WASHINGTON — The National Transportation Safety Board is recommending increased use of buffer cars in trains with DOT-111 tank cars carrying hazardous materials as a result of investigations into two derailments. The recommendation issued Tuesday recommends at least five non-placarded cars be placed between locomotives or occupied equipment and those carrying hazardous materials, regardless of train length. The recommendation reflects investigations of derailments in Draffin, Ky., and Fort Worth, Texas, which resulted in breached tank cars and hazardous-material fires.
In its safety recommendation report, the NTSB has concluded that both accidents could have been less severe if DOT-111 tank cars in each train had been placed in locations where they were less likely to derail or sustain accident damage.

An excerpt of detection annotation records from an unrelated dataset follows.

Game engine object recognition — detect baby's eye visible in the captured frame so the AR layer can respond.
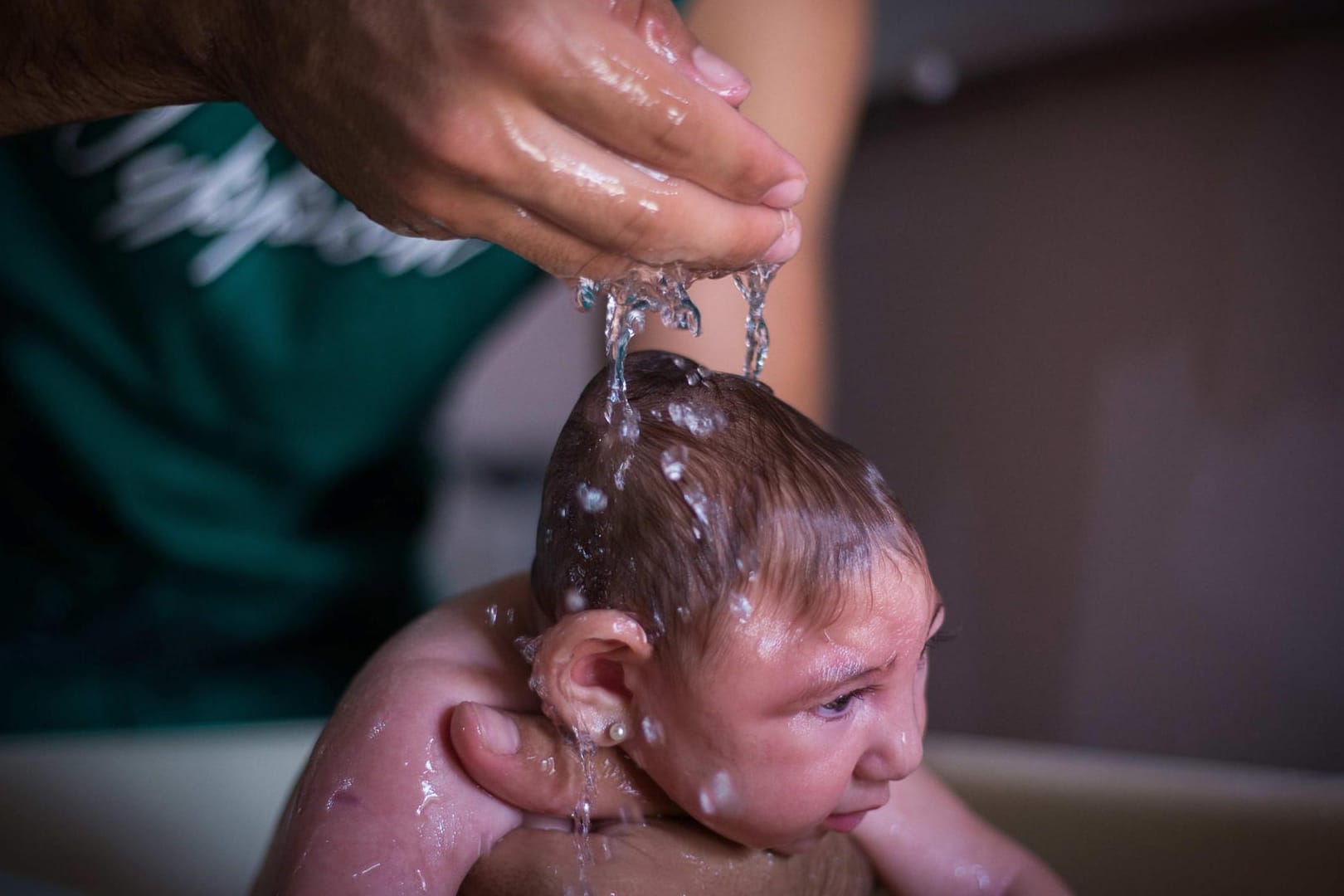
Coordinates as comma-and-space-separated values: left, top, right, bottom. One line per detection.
817, 688, 869, 718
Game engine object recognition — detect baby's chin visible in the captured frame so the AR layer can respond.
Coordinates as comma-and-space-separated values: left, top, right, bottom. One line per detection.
696, 816, 830, 855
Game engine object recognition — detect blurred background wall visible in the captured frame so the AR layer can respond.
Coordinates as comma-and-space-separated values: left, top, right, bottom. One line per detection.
426, 0, 1344, 771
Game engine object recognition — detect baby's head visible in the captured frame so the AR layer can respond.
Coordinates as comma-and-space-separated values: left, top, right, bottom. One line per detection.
533, 352, 942, 850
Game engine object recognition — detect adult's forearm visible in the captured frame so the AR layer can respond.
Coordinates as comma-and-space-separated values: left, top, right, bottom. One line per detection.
0, 0, 232, 136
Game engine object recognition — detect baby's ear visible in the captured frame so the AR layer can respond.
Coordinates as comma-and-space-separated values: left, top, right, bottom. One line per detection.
533, 610, 653, 747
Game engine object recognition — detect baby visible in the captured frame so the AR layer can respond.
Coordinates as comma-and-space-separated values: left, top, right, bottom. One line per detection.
508, 352, 1062, 892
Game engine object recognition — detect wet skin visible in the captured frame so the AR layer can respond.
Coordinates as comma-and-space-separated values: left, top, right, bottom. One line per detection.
624, 560, 942, 853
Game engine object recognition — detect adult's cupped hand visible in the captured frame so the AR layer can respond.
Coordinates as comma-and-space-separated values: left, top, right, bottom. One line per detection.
225, 0, 806, 278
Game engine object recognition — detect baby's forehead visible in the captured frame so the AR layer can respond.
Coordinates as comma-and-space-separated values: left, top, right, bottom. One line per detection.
709, 558, 938, 665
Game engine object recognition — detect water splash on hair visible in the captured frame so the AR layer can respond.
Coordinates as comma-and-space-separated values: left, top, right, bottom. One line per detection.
574, 262, 780, 416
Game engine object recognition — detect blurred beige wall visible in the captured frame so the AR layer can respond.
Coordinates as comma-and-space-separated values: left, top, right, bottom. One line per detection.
836, 20, 1344, 771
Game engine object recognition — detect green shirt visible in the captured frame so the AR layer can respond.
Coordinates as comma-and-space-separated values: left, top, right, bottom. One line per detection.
0, 105, 536, 729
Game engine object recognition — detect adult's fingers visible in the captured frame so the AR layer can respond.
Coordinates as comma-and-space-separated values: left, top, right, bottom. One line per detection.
460, 110, 801, 270
402, 137, 801, 280
449, 703, 676, 820
607, 0, 752, 108
529, 2, 806, 208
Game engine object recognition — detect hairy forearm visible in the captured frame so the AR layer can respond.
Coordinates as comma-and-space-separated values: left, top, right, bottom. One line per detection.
0, 0, 234, 136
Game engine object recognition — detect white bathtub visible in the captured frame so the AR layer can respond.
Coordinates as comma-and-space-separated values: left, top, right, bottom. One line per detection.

“This is not the first time NTSB has issued recommendations regarding the use of buffer cars to reduce the risks of hazardous materials release to train crews,” Robert Hall, NTSB Director of Railroad, Pipeline and Hazardous Materials, said in a press release. “We believe that it is imperative that these recommendations be implemented to prevent the potential for a catastrophic event.
The CSX derailment in Draffin, Ky., on Feb. 13, 2020, saw three locomotives, one buffer car, and four tank cars derail on a hillside, with two DOT-111 tank cars releasing about 38,400 gallons of denatured ethanol, which caught fire along with diesel fuel released from the locomotive. Two crew members were trapped on the lead locomotive by the resulting fire, eventually escaping via the adjacent Russell Fork River, where they were rescued by fire department boat.
No injuries occurred in the April 24, 2019, derailment of a Union Pacific train in Fort Worth, which saw 25 cars derail from a 96-car train of denatured ethanol; three breached tank cars, including one DOT-111 car, released 65,270 gallons of ethanol; three horses in a barn were killed and three injured in the resulting fire.